LPS in Ca²⁺ buffer causes formation and growth of multilamellar stacks. (A) LSCM of the DOPC sLBA in Ca²⁺ buffer before and after addition of 100 μg/mL LPS in Ca²⁺ buffer. Sequential images are shown from selected time points after addition of the LPS. Fluorescent patches are observed in images immediately after LPS addition (10 s) and continue to grow in size over the following minutes (1–23 min). (B) Image at high magnification showing a patch of contiguous fluorescence of approximately double the intensity of the DOPC bilayer. (C) Image at a high magnification showing a fluorescent patch with multiple distinct step-changes in the intensity.

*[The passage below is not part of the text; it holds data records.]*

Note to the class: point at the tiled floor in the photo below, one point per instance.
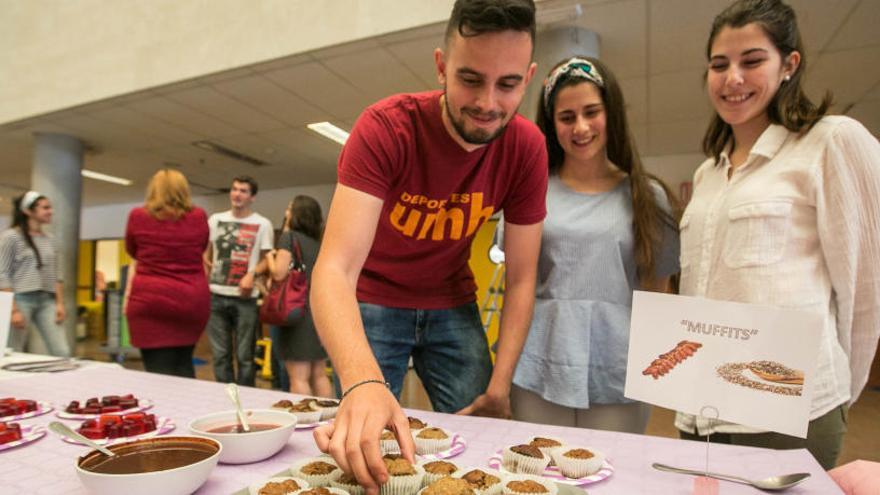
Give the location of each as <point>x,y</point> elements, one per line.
<point>860,442</point>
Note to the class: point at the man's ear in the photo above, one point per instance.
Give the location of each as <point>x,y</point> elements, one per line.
<point>440,63</point>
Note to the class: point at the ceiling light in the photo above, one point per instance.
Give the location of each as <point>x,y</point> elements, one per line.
<point>106,178</point>
<point>329,131</point>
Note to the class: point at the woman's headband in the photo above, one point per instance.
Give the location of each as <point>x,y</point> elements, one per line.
<point>28,200</point>
<point>574,67</point>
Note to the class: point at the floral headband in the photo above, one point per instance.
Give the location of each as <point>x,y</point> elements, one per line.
<point>574,67</point>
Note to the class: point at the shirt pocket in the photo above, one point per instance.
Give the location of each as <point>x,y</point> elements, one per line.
<point>757,233</point>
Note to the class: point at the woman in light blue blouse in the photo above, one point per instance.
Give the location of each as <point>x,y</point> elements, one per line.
<point>609,230</point>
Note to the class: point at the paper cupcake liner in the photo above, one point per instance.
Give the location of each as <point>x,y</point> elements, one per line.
<point>578,468</point>
<point>489,490</point>
<point>432,445</point>
<point>431,477</point>
<point>254,489</point>
<point>549,485</point>
<point>403,485</point>
<point>518,463</point>
<point>332,489</point>
<point>314,479</point>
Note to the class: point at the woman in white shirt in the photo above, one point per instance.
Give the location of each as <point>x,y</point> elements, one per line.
<point>785,212</point>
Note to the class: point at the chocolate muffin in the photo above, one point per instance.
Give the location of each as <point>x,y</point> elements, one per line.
<point>526,486</point>
<point>449,486</point>
<point>480,479</point>
<point>528,450</point>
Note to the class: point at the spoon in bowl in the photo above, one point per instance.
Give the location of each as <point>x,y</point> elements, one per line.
<point>771,483</point>
<point>232,390</point>
<point>65,431</point>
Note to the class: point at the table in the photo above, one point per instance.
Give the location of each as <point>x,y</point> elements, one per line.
<point>46,466</point>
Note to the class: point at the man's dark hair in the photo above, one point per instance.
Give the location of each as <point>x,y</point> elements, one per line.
<point>250,181</point>
<point>476,17</point>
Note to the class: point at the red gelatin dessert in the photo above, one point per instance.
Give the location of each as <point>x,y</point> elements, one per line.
<point>117,426</point>
<point>106,405</point>
<point>9,432</point>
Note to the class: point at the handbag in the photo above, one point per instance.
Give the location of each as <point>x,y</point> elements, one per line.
<point>287,300</point>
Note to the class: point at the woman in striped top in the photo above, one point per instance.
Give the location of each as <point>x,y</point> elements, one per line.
<point>29,268</point>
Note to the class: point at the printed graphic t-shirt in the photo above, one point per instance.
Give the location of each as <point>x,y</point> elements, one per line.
<point>236,245</point>
<point>436,196</point>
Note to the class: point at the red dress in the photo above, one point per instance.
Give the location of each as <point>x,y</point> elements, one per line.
<point>169,303</point>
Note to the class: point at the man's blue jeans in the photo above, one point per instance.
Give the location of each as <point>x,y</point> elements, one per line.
<point>38,307</point>
<point>448,347</point>
<point>233,316</point>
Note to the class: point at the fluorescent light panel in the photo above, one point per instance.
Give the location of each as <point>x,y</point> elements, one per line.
<point>106,178</point>
<point>329,131</point>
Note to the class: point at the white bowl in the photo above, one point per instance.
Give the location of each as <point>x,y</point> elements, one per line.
<point>182,480</point>
<point>243,448</point>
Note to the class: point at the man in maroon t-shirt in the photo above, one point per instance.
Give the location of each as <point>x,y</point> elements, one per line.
<point>418,176</point>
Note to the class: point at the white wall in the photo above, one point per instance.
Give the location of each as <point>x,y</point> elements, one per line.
<point>60,54</point>
<point>108,221</point>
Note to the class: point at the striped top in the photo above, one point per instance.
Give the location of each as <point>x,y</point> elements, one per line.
<point>18,264</point>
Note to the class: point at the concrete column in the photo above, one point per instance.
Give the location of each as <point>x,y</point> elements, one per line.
<point>551,47</point>
<point>56,174</point>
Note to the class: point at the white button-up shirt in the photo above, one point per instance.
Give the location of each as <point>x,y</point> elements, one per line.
<point>796,226</point>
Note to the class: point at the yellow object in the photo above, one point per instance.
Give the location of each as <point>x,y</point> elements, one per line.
<point>264,362</point>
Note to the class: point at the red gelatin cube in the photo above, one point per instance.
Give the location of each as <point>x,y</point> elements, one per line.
<point>92,433</point>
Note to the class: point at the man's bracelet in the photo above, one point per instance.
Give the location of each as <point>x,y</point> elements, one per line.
<point>358,384</point>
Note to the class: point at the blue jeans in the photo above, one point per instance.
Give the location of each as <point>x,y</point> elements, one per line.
<point>38,307</point>
<point>233,317</point>
<point>448,347</point>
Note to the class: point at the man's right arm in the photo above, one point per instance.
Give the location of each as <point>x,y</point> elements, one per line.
<point>353,438</point>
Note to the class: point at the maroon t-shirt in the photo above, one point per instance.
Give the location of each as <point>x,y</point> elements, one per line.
<point>436,196</point>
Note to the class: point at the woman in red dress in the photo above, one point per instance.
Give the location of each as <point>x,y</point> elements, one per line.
<point>167,302</point>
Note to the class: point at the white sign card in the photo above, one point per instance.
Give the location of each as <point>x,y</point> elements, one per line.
<point>754,364</point>
<point>5,317</point>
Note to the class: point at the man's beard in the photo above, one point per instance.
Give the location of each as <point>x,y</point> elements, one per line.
<point>477,136</point>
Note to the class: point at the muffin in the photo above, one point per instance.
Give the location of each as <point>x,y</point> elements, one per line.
<point>416,423</point>
<point>388,443</point>
<point>278,486</point>
<point>318,471</point>
<point>528,485</point>
<point>525,459</point>
<point>435,470</point>
<point>347,483</point>
<point>448,486</point>
<point>403,477</point>
<point>578,462</point>
<point>432,440</point>
<point>485,481</point>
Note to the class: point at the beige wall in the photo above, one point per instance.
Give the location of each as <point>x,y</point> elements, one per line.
<point>56,54</point>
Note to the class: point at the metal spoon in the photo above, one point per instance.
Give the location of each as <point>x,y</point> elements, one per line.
<point>771,483</point>
<point>65,431</point>
<point>232,390</point>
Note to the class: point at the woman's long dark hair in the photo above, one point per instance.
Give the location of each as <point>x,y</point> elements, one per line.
<point>648,217</point>
<point>19,220</point>
<point>790,106</point>
<point>306,217</point>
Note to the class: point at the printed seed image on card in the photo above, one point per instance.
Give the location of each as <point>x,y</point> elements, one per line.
<point>753,364</point>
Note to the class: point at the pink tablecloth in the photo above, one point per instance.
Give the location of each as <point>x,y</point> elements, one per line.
<point>46,466</point>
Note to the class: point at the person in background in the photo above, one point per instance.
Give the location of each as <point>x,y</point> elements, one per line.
<point>785,212</point>
<point>239,239</point>
<point>30,268</point>
<point>610,230</point>
<point>298,345</point>
<point>166,300</point>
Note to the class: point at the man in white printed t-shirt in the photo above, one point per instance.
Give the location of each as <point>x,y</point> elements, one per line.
<point>239,240</point>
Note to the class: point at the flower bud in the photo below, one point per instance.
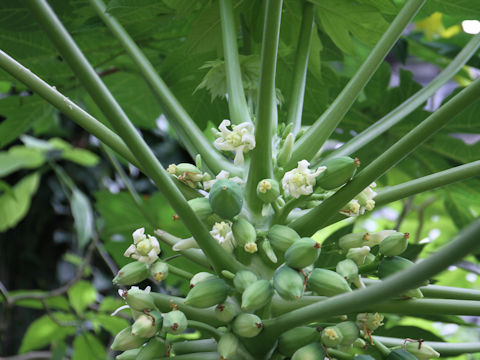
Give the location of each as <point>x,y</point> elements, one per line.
<point>247,325</point>
<point>226,198</point>
<point>227,346</point>
<point>159,270</point>
<point>331,336</point>
<point>226,311</point>
<point>302,253</point>
<point>327,283</point>
<point>282,237</point>
<point>243,279</point>
<point>257,295</point>
<point>339,171</point>
<point>291,340</point>
<point>174,322</point>
<point>288,282</point>
<point>421,351</point>
<point>131,274</point>
<point>310,351</point>
<point>126,341</point>
<point>268,190</point>
<point>394,244</point>
<point>207,293</point>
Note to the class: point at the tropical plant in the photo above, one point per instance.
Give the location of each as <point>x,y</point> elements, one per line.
<point>273,264</point>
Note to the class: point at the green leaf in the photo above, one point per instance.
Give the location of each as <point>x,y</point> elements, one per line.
<point>19,157</point>
<point>83,216</point>
<point>81,295</point>
<point>87,346</point>
<point>14,205</point>
<point>44,331</point>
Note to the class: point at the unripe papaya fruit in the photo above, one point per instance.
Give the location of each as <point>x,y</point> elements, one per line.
<point>226,198</point>
<point>288,282</point>
<point>339,171</point>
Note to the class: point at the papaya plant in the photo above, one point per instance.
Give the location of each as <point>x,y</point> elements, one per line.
<point>268,202</point>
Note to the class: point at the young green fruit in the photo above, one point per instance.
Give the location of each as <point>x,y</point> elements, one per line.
<point>281,237</point>
<point>302,253</point>
<point>339,171</point>
<point>226,198</point>
<point>291,340</point>
<point>313,351</point>
<point>247,325</point>
<point>327,283</point>
<point>288,282</point>
<point>207,293</point>
<point>257,295</point>
<point>131,274</point>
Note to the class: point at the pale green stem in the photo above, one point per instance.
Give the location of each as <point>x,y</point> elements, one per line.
<point>295,105</point>
<point>266,121</point>
<point>320,131</point>
<point>219,258</point>
<point>409,105</point>
<point>444,348</point>
<point>183,124</point>
<point>321,215</point>
<point>237,103</point>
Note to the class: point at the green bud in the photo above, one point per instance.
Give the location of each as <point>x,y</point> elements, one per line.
<point>288,282</point>
<point>302,253</point>
<point>226,198</point>
<point>291,340</point>
<point>339,171</point>
<point>225,312</point>
<point>154,349</point>
<point>207,293</point>
<point>268,190</point>
<point>257,295</point>
<point>243,279</point>
<point>174,322</point>
<point>131,274</point>
<point>349,331</point>
<point>126,341</point>
<point>199,277</point>
<point>201,207</point>
<point>159,270</point>
<point>331,336</point>
<point>311,351</point>
<point>281,237</point>
<point>394,244</point>
<point>247,325</point>
<point>327,283</point>
<point>227,346</point>
<point>421,351</point>
<point>348,269</point>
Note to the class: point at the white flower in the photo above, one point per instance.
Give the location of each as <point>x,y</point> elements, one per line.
<point>222,232</point>
<point>240,139</point>
<point>144,248</point>
<point>300,181</point>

Numbers (2), (4), and (6) indicate expected stacked bilayers with multiples of intensity of a single bilayer (1). (D) Fluorescence image after washing the LPS-Ca²⁺-treated surface with 10 changes of Ca²⁺ buffer. (Note: images in panel C acquired with lower exposure settings than in panels B and D, hence, lower fluorescence intensity.) To see this figure in color, go online.

Figure 6

Schematic of the mechanism of LPS-induced lipid bilayer deformation. See text for description. LPS is represented by a simplified molecular structure showing the hydrophobic domain with six fatty acid tails linked to core sugar units and the extended O-chain. Sugar units are represented by their cyclic rings. Note that, for clarity, side groups are not displayed and the polysaccharide chain is greatly shortened, represented by (…). Normal phospholipids are represented by their two fatty acid tails linked to a headgroup (green boxes represent BODIPY dye). Negatively-charged groups of LPS are represented by their charge symbols (blue). Cations that associate with LPS are represented by their elemental symbol and single or double charge (in red). Electrostatic repulsion is shown (Cyan lines). To see this figure in color, go online.